Advance tax collections reported up to December 17, indicate that direct tax collections are going to be underwhelming in FY26. While collections for corporate tax recorded 8 per cent growth, income tax collections declined 6.5 per cent, resulting in overall growth in direct taxes of 4.2 per cent. The decline in income tax collections is not surprising given the large reductions in rates across tax slabs, announced in the Union Budget for FY26. But this will weigh on the total tax revenue since income tax revenue comprises 56 per cent of direct tax revenue and is budgeted to grow at a higher rate of 14.4 per cent in FY26, compared to the 10.1 per cent growth pencilled for corporate tax revenue. It appears improbable that the collections will revive in the rest of the year. The news on the indirect tax front is not too good either, going by the provisional numbers available for April-October 2025. CGST, which accounts for almost 68 per cent of indirect tax collections is also decelerating, CGST collections have grown 5.7 per cent this fiscal year; well below the budgeted growth rate of 11.1 per cent. The reduction in GST rates from September will impact the collections further.
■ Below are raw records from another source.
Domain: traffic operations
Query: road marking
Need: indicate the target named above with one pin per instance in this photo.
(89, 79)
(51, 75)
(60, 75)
But there are several reasons why the Centre can still keep the deficit under check. One, the non-tax revenue has been quite strong between April and October this fiscal year, achieving 84 per cent of the budgeted amount. The RBI has paid ₹2.68 lakh crore as dividend for FY25 which is higher than the budgeted sum. Two, strong profit growth among CPSEs has resulted in dividend payouts of ₹43,638 crore from these enterprises so far, at 63 per cent of budget target. While disinvestment proceeds were not included in the Budget, the Centre has already raised ₹8,768 crore through minority stake sales. If the strategic sale of IDBI is completed this fiscal year, it can add to the Centre’s capital receipts. Three, with the Centre front-loading its capex in the first half, there will be lower outgo in the rest of the fiscal year. Four, a possible reduction in outgo on schemes such as the rural employment scheme will also help in supporting the fisc.

The Centre cannot afford to move away from the path of fiscal prudence as interest expense, at ₹12.76 lakh crore for FY26, accounts for one-fourth of Budget expenditure and crowds out other productive spends. It will have to bring down debt as a percentage of GDP to bolster a nervous bond market.